You’ll note from my surname that religion had nothing to do with why we decided to get this procedure performed on our son. As with most countries in the world, circumcisions are not standard practice here in China. We originally intended to have it done soon-after our son’s birth, but the hospital where we had him did not have the proper licensing or facilities to do so. After asking around we learned that Beijing United Family Hospital is one of the few that does.

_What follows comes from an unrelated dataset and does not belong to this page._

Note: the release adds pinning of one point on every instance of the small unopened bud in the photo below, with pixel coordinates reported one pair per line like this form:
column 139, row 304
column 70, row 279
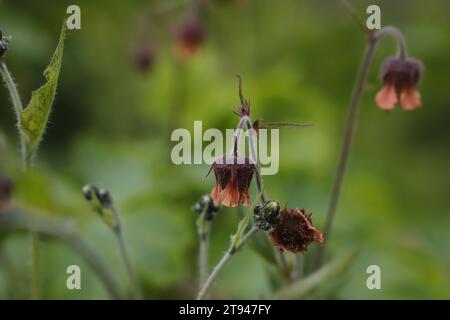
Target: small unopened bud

It certainly wasn’t an easy choice – there is no shortage of controversy over the perceived benefits (i.e. decreased risk of infections and sexually transmitted diseases, a possible reduction in penile cancer risk) vs. the possible risks (risk of infection, pain and discomfort for the baby etc.). But in the end, we elected to go through it for what we believe will be the long-term health benefits – particularly the lowered risk of many forms of infection as he grows older.
Although it’s a fairly routine and short procedure, circumcisions are indeed quite unpleasant for both parent and child (emphasis on the latter, of course). We elected to do this sooner rather than later for our son in the hopes that our newborn’s not-so-developed nerves and capacity for memory would alleviate most, if not all, of the discomfort.
I’d like to think that we made the right choice, but after our baby began sobbing once the procedure was underway it was hard not to feel like a complete and utter turd.
I felt like sobbing too (thankfully mom stayed at home for this one – she probably would have ended up in a hospital bed herself from the stress). The doctor did a fine job (at least as far as we can tell) but be forewarned, your baby will feel it, no matter how young he is.
Without getting into too much graphic (and excruciating) detail, this is essentially how it goes: A local anaesthetic is applied via a syringe (the most painful part, apparently – I’ve read that some doctors use a topical cream, but this wasn’t the case for our baby) after which a series of clamps and specialized scalpels are used to remove the foreskin. The baby is then given .5 mg of infant Tylenol for pain relief and antiobiotic ointment (eye ointment, to be precise) and a gauze bandage are wrapped around the tip. This is followed by a 30-minute observation period to ensure that any bleeding has more or less stopped and the doctor will prescribe saline solution to wash the affected area, more ointment and infants’ Tylenol before allowing you to go home. The entire process took about 2 1/2 hours from the time we arrived at the hospital until the time we left.
Over the next 24 hours we will need to apply the ointment at very regular intervals (basically every time the baby pees or poos) and the gauze should come off naturally by day’s end. We have also been instructed to not bathe our bay for at least five days to prevent infections (wiping him with a damp towel is fine) and saline solution will need to be applied at least twice a day.
The total cost for the entire procedure, including medicine, was a little over RMB 4,000 (after the 20% discount we got for purchasing a BJUnited membership card for RMB 400).
All in all it should take our baby about five days (give or take a couple) to fully recover – at which point I will breathe a huge sigh of relief. At this stage I can’t say that I regret having put him through this (and thankfully he will forget the experience). I’m also most definitely not qualified to recommend for or against this very personal matter for any other family, but I will say this – if you are thinking of getting your son circumcised for a non-religious reason, read up on the pros and cons very carefully. When it comes to circumcision, timing seems to be everything.